PW Tel was first noticed to vary in brightness in observations taken in 1978 by Pierre Renson. The star was confirmed as a variable and given the variable star designation PW Telescopii in 1981. Further observations by Jean Manfroid in 1985 improved earlier data, including the star's period. PW Tel is an α^{2} CVn variable with an amplitude of 0.011 magnitudes within the visual passband and a period of 2.92 days.
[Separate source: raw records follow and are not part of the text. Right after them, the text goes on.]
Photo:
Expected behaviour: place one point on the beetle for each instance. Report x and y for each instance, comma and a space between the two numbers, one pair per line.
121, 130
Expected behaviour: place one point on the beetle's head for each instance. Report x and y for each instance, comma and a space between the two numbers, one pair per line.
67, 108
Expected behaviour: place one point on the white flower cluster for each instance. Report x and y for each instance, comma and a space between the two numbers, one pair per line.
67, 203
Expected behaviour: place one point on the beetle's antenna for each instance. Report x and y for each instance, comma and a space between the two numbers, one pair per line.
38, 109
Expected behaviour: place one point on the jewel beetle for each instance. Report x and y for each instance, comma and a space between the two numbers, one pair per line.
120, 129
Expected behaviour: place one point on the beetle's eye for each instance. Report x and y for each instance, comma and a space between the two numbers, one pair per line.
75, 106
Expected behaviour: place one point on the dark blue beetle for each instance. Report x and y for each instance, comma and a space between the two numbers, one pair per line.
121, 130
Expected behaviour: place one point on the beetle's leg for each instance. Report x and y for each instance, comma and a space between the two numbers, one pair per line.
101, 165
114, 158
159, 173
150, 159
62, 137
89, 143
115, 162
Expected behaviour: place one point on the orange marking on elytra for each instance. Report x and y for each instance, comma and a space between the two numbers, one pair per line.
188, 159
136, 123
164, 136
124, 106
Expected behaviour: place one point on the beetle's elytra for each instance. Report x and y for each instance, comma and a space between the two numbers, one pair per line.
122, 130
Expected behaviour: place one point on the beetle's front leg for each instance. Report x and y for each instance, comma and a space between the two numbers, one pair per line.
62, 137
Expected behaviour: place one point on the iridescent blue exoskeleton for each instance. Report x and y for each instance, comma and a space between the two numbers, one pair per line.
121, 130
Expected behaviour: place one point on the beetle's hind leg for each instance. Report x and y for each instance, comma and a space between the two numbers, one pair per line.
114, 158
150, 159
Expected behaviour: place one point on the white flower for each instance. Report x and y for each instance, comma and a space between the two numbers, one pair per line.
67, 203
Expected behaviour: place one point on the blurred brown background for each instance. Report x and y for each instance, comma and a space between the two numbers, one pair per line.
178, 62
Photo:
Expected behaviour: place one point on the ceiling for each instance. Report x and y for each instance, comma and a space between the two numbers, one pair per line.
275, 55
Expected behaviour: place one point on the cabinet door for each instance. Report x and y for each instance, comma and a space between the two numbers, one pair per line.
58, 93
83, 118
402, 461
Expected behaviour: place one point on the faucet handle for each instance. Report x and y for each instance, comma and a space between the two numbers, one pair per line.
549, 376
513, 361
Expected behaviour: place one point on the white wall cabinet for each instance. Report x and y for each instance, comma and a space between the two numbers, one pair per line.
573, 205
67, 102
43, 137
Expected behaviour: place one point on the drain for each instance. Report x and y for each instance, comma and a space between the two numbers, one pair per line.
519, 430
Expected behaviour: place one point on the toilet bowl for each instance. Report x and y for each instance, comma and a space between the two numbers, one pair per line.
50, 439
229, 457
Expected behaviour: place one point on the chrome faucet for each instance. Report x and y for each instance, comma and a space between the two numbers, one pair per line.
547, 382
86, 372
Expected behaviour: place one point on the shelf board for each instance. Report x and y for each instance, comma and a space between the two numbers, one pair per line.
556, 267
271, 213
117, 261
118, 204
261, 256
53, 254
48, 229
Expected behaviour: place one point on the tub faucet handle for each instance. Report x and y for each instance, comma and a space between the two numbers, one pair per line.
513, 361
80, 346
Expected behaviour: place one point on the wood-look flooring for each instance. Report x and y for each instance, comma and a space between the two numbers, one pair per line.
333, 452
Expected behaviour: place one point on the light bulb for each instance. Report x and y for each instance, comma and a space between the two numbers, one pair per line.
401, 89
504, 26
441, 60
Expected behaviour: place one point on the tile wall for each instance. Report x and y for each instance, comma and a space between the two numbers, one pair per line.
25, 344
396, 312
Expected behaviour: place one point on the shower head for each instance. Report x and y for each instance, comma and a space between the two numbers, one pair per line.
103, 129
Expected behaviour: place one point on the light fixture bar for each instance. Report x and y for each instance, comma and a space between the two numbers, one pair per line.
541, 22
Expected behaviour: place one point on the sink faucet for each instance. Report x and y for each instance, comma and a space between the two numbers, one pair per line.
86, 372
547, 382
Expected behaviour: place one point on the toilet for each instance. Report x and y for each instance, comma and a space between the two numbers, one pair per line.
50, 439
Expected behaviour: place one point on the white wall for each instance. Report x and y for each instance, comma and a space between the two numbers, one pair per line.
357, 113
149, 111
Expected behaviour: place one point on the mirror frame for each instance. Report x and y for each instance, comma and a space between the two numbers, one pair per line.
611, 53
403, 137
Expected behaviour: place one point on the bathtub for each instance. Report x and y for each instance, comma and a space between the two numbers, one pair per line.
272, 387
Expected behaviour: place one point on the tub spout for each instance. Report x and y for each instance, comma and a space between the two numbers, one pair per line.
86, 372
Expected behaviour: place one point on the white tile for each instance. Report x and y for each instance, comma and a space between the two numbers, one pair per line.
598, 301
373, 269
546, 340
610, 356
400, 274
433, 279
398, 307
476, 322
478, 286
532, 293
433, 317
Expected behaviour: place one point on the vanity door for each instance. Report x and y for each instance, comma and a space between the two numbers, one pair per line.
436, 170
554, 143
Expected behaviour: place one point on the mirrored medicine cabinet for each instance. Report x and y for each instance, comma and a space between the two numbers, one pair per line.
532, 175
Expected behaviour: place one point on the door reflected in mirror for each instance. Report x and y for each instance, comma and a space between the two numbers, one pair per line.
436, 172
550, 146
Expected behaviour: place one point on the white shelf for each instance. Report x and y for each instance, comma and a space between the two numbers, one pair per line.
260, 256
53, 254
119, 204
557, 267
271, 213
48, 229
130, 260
With a stellar classification of A0 Vp (SrCr), PW Tel is a chemically peculiar A-type main-sequence star. It has been recognised as an Ap star, as indicated by the "p" suffix, since the early 20th century, and it shows an overabundance of strontium and chromium in its spectrum. The abundance of some metals in the spectrum is several hundred times higher than in the Sun, and it has an overall metallicity of [Fe/H] = 1.09, but this only reflects levels of those elements in the photosphere, not the whole star. Like most such stars, it spins relatively slowly, with a projected rotational velocity of 55 km/s.

With 2.8 times the mass of the Sun and 3.4 times its radius, PV Tel radiates 100 times the luminosity of the Sun from its photosphere at an effective temperature of 10070 K, giving it a bluish-white hue. PW Tel is metal-enriched, having an iron abundance over 10 times that of the Sun.